Abnormal response of urinary eicosanoid system to norepinephrine infusion in patients with essential hypertension.

To define the role of the renal eicosanoid system in sustaining renal homeostasis in hypertension, we investigated the alterations in urinary excretions of 6-keto-prostaglandin F1 alpha (6-keto-PGF1 alpha), a stable metabolite of vasodepressor prostacyclin, and thromboxane B2 (TXB2), a stable metabolite of vasoconstrictor TXA2, when norepinephrine was continuously infused for 90 min in hypertensive (n = 13) and normotensive subjects (n = 14). There was no difference in plasma norepinephrine concentration after the infusion between the hypertensive and the normotensive subjects.
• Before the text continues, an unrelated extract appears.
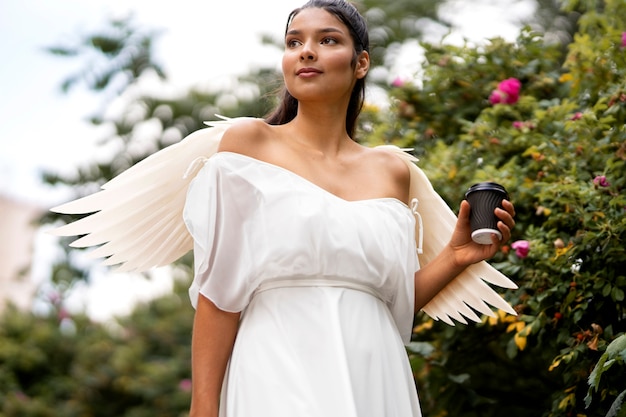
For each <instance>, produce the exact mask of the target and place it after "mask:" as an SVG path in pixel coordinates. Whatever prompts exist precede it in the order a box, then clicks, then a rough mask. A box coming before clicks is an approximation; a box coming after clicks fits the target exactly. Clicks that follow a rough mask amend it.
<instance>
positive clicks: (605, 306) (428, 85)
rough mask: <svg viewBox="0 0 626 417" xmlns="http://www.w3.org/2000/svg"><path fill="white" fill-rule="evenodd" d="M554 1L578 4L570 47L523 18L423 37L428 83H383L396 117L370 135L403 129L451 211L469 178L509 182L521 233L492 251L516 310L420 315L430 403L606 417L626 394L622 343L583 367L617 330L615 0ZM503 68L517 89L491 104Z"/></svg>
mask: <svg viewBox="0 0 626 417" xmlns="http://www.w3.org/2000/svg"><path fill="white" fill-rule="evenodd" d="M564 7H565V8H569V9H571V10H578V11H582V12H583V13H582V14H581V17H580V19H579V22H578V24H579V29H578V33H577V34H576V36H575V38H574V41H573V43H572V44H571V45H569V49H568V53H567V55H566V56H562V52H561V51H562V48H561V47H560V46H558V45H550V44H547V43H546V42H544V40H543V39H542V37H541V36H540V35H539V34H537V33H533V32H532V31H531V30H530V29H528V28H525V29H524V30H522V32H521V34H520V36H519V38H518V40H517V42H515V43H514V44H509V43H506V42H504V41H502V40H499V39H495V40H493V41H492V42H491V43H490V44H488V45H487V46H484V47H468V46H465V47H455V46H430V45H425V48H426V58H427V65H426V66H425V69H424V70H425V79H424V81H423V85H420V86H417V85H412V84H405V85H403V86H400V87H397V88H395V89H394V90H393V91H392V92H393V96H394V98H395V104H394V109H395V111H396V118H395V120H394V121H393V122H390V123H389V124H388V126H387V127H386V128H387V131H383V132H376V134H375V137H374V138H372V139H371V141H372V142H377V141H379V142H380V141H386V140H387V139H386V137H388V136H391V135H390V132H392V131H399V132H400V138H399V139H398V140H397V141H396V143H397V144H399V145H401V146H411V147H413V146H414V147H415V148H416V153H417V154H418V156H419V157H420V159H421V162H420V165H421V166H422V168H423V169H424V170H425V171H426V173H427V174H428V176H429V177H430V179H431V181H432V182H433V185H434V186H435V189H436V190H437V191H438V192H440V193H441V194H442V196H443V197H444V199H445V200H446V201H447V202H448V203H449V204H450V205H451V207H452V208H453V209H456V208H458V203H459V201H460V199H462V197H463V194H464V191H465V190H466V189H467V187H469V186H470V185H471V184H473V183H475V182H478V181H484V180H493V181H497V182H500V183H502V184H503V185H505V186H506V188H507V189H508V191H509V192H510V194H511V196H512V199H513V200H514V203H515V205H516V210H517V217H516V220H517V226H516V229H515V230H514V236H513V239H512V240H513V241H522V242H523V244H524V245H529V250H528V252H527V253H524V252H523V251H521V250H515V249H514V248H512V247H511V246H507V247H505V248H503V251H502V253H500V254H498V255H497V256H496V257H495V258H494V260H493V263H494V264H495V265H496V266H497V267H498V268H499V269H500V270H501V271H503V272H504V273H505V274H507V275H508V276H509V277H511V278H512V279H513V280H514V281H516V282H517V283H518V285H519V287H520V288H519V290H517V291H513V292H507V293H506V294H505V297H506V298H507V299H508V300H509V301H510V302H511V303H512V304H513V305H514V306H515V308H516V310H517V311H518V313H519V315H518V316H517V317H512V316H503V315H499V316H498V317H497V318H489V319H485V320H484V321H483V322H482V323H480V324H478V325H470V326H466V327H465V326H457V327H455V328H448V327H446V326H445V325H441V324H440V323H433V322H432V321H431V320H429V319H428V318H426V317H419V318H418V325H417V326H416V332H415V340H416V341H419V342H420V343H419V344H417V345H415V346H414V347H413V348H412V349H410V351H411V352H412V353H411V358H412V360H413V361H414V369H415V371H416V379H417V381H418V385H419V389H420V393H421V398H422V403H423V405H424V410H425V414H427V415H431V416H437V415H448V416H464V417H468V416H501V415H520V416H522V415H524V416H528V415H536V416H540V415H541V416H574V415H575V416H605V415H607V416H611V415H618V414H616V413H617V412H618V410H620V405H621V403H622V401H623V399H624V396H625V395H626V394H625V392H626V378H624V375H626V366H625V363H624V362H625V361H624V358H625V357H626V350H625V349H623V348H622V349H621V350H619V349H618V348H615V349H617V350H618V353H615V352H613V358H612V359H610V360H607V361H608V363H609V364H610V365H608V366H607V365H606V363H607V362H605V365H603V366H601V367H600V368H597V369H596V371H595V374H593V375H592V370H593V369H594V366H595V365H596V363H598V361H599V360H600V358H602V357H603V353H604V354H606V353H605V352H606V350H607V346H608V345H609V344H610V343H611V342H612V341H615V340H619V336H620V335H623V334H624V332H625V331H626V309H625V307H624V305H625V303H624V291H625V290H626V268H625V266H626V241H625V239H626V218H625V213H626V194H625V192H624V191H625V189H626V131H625V126H626V45H624V41H623V40H622V39H623V38H622V36H623V35H622V34H623V33H624V32H626V3H625V2H623V1H619V0H607V1H604V2H600V1H591V0H590V1H586V2H584V3H583V2H574V1H571V2H565V5H564ZM509 78H515V79H518V80H520V81H521V92H520V96H519V99H518V100H517V101H515V102H514V103H511V104H502V103H498V104H492V103H491V102H490V100H489V97H490V94H491V93H492V91H493V90H494V89H496V88H497V86H498V83H500V82H501V81H503V80H505V79H509ZM623 337H624V336H622V337H621V339H622V340H623ZM424 343H426V345H424ZM616 345H617V346H622V347H623V343H621V344H619V343H616ZM425 346H427V347H425ZM615 349H614V350H615ZM603 371H604V373H602V372H603ZM590 375H591V378H590ZM599 375H601V378H600V377H599ZM585 397H587V398H586V401H585ZM611 406H613V409H611ZM619 412H620V413H621V414H619V415H625V414H624V413H626V407H623V408H621V411H619ZM611 413H612V414H611Z"/></svg>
Moreover, the percent changes in renal vascular resistance elicited by norepinephrine in the hypertensives were equal to those of the normotensive subjects. In the normotensive subjects, the norepinephrine infusion significantly increased urinary 6-keto-PGF1 alpha excretion and decreased urinary excretion of TX, both of which are beneficial for sustaining renal function. In fact, the greater the production of renal 6-keto-PGF1 alpha was, the less the reduction of renal blood flow and urinary sodium excretion was. In the hypertensive subjects, however, these normal responses of the renal eicosanoid system, seen in the normotensives, were abolished; urinary 6-keto-PGF1 alpha was unaltered and thromboxane generation was rather increased. Thus, the renal eicosanoid system dysfunctions in hypertensive subjects when the renal circulation is challenged by norepinephrine. These abnormal responses are likely to cause sodium retention and could contribute, in part, to the hypertensive mechanism in patients with essential hypertension.